The Manchester native, who loves sports, with a particular talent for golf, has traveled extensively, and found a good job in Qatar as an IT manager back in 2013. To support himself while setting up for a life in Doha, Alan opened a bank account, with an accompanying credit card. The bank required him to submit a blank cheque as collateral against the card, to be used to cover any potential unpaid balance if he ever failed to pay. When his mother became ill back in the UK, Alan was forced to return home. Though he notified the bank at the time, and sought to negotiate a payment plan; the bank cashed the blank cheque to cover his credit card bill, and it bounced. Alan was convicted in absentia over the cheque, and reported to Interpol as a fugitive.

“We have seen many alarming cases recently,” says Stirling, “Including a British citizen literally boxed in by police vehicles on his way home in England because of a debt-related Red Notice from Qatar. The UK generally refuses to consider extradition to the Gulf States due to human rights concerns; but these cases should never even reach that stage. Interpol should not be accepting Red Notice requests that relate to private financial matters. It is outrageous that Alan has been arrested in Prague and faces possible extradition. He is being held in horrendous conditions in an archaic jail, over a debt he was in the process of negotiating. If Interpol is going to continue allowing this abuse of their system, governments worldwide are going to have to stop treating Notices as credible if they originate from the Gulf, to ensure that innocent people like Alan are not abused.”

Alan’s family have been in touch with both the British and Australian embassies in the Czech Republic, and been told that his case is being reviewed. “As bad as conditions are for Alan now; cramped in an overcrowded cell with other inmates, mixed in with those accused of violent crimes, severely limited phone access, and only an hour a day out of his cell; if he is extradited to Qatar, he could face an even worse situation,” Stirling warns. “Human rights abuses in detention are well documented in Qatar, and we already have a number of ongoing cases of Western clients unjustly convicted and suffering deplorable conditions in the Doha prison system.”

Alan’s sister, Jennifer Small, says the family is at wit’s end, “Alan is my only brother, our mother is unwell, and we are worried sick about what he is enduring, and what might happen next. I can’t believe someone can be treated like a criminal fugitive in 2019 because of a late credit card payment! We just want him free and safe, he is wasting away in that jail for no reason; it is heartbreaking.”
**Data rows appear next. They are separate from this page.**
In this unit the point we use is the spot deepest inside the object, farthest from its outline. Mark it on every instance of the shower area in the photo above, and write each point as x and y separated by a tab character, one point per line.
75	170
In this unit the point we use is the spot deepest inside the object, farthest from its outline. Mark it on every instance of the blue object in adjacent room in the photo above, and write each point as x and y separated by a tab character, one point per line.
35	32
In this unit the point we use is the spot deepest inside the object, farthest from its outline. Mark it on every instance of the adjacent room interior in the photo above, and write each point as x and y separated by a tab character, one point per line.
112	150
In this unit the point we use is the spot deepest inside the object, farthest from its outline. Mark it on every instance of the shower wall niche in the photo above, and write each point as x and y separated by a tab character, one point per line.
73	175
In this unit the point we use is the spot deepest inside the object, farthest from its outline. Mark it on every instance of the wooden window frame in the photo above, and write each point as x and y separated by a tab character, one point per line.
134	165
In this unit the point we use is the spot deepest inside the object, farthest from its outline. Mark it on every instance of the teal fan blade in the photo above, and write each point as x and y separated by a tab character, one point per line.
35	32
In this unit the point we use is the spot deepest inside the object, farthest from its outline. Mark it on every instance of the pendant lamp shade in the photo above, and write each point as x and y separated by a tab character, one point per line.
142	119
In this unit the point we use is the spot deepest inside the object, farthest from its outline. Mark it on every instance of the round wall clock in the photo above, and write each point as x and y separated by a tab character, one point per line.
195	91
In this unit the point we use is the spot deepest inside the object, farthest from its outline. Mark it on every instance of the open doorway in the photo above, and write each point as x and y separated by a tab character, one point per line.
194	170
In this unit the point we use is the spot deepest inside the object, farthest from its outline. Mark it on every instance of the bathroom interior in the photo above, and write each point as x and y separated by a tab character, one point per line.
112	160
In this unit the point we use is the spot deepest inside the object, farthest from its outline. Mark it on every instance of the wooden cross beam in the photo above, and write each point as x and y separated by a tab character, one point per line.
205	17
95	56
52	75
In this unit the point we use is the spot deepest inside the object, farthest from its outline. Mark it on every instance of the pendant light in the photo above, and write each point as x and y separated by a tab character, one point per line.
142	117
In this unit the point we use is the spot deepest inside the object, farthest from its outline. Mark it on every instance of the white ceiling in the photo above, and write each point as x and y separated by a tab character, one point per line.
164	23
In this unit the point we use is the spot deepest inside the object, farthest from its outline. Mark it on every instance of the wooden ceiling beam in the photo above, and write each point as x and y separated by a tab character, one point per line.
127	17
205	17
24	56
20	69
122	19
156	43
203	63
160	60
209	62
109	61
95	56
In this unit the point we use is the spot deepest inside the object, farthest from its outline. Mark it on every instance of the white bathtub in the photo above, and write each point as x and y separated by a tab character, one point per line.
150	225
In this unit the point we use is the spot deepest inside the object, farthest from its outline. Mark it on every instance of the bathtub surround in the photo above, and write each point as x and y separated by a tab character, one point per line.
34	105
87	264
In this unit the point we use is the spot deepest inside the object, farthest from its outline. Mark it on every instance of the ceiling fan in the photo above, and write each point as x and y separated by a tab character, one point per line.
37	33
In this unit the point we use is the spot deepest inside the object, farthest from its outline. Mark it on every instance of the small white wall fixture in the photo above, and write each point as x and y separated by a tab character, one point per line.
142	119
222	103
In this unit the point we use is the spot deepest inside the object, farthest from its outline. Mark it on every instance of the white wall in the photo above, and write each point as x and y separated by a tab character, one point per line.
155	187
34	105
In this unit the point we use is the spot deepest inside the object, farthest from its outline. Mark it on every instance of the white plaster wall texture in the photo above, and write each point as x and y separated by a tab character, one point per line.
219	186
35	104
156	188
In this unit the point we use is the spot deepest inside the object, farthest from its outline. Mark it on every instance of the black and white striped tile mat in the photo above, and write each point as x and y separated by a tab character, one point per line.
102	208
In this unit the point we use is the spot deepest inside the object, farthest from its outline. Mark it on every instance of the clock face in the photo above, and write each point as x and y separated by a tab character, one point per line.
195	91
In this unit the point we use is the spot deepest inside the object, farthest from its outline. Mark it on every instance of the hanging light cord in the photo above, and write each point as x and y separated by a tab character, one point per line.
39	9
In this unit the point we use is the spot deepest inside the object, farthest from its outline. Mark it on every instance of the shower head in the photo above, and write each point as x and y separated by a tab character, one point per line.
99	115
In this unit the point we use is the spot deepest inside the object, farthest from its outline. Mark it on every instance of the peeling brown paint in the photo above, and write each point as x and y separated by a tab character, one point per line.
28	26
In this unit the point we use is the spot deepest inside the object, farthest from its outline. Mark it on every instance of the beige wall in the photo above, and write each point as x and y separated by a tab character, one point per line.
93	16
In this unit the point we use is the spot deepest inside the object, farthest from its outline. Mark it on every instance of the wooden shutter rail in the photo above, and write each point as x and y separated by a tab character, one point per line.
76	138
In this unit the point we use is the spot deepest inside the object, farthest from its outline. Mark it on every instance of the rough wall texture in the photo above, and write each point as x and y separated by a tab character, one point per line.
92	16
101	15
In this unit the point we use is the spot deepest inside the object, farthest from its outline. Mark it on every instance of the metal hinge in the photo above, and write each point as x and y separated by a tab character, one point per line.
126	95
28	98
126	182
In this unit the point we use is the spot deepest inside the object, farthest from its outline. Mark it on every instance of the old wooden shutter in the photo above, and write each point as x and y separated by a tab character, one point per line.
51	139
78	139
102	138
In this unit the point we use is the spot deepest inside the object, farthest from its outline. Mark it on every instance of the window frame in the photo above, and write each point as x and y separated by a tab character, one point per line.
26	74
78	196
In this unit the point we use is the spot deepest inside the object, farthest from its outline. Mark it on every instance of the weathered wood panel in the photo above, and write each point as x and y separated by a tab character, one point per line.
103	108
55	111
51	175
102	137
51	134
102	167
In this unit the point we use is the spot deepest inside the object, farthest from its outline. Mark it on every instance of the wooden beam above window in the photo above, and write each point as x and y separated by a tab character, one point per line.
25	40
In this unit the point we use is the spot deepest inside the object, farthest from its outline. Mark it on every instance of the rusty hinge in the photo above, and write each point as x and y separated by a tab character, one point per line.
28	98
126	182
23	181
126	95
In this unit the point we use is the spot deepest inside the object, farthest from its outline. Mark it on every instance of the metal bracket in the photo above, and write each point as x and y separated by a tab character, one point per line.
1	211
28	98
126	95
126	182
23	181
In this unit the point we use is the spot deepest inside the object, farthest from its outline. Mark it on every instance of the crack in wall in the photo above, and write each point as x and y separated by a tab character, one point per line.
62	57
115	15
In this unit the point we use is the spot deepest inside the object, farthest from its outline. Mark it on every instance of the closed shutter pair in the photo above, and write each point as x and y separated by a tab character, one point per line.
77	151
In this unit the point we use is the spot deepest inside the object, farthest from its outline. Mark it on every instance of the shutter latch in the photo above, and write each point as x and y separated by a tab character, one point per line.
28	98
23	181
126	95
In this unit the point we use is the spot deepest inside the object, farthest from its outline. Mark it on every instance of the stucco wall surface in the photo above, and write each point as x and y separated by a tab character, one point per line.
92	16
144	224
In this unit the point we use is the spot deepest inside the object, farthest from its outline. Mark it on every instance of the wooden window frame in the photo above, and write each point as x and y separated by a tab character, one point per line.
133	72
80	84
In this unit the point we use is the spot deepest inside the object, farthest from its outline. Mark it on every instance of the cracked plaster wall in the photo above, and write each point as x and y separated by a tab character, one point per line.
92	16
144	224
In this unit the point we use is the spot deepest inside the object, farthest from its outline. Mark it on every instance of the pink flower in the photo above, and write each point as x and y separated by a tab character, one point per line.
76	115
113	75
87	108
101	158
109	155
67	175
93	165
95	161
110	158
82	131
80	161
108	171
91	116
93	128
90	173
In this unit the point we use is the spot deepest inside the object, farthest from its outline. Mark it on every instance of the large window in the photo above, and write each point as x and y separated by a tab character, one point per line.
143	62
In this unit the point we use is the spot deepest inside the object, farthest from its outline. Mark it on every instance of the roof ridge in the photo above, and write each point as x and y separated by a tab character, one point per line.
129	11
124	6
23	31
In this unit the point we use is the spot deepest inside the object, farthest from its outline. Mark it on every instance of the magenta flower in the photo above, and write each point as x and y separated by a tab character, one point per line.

Local lawyers have advised Stirling that proceedings could extend to over a year and that bail was extremely unlikely for a foreign national. Stirling will provide Expert Testimony to the Czech courts. “Last year, we had a British national detained in Mallorca, Spain even though he was in active contact with the bank and seeking to resolve a settlement. I recently met with an Irish national who was arrested in Spain who underwent formal extradition proceedings. Of course, Spain denied Qatar’s extradition request, but the impact on his life and business was substantial and the Interpol Red Notice is not automatically removed as part of the court process, so until removed, he could technically face re-arrest. Although debt is not a crime in Europe, Qatar is using the Interpol system to pressure debtors and their families under the threat of at least temporary imprisonment. The banks feel that if they can jail a debtor, their family is more likely to step in and raise the funds somehow,” said Stirling.

Qatar has acted more aggressively than the UAE with Interpol over the past 12 months. Interpol do not suspend or discipline countries who consistently practice Interpol Abuse.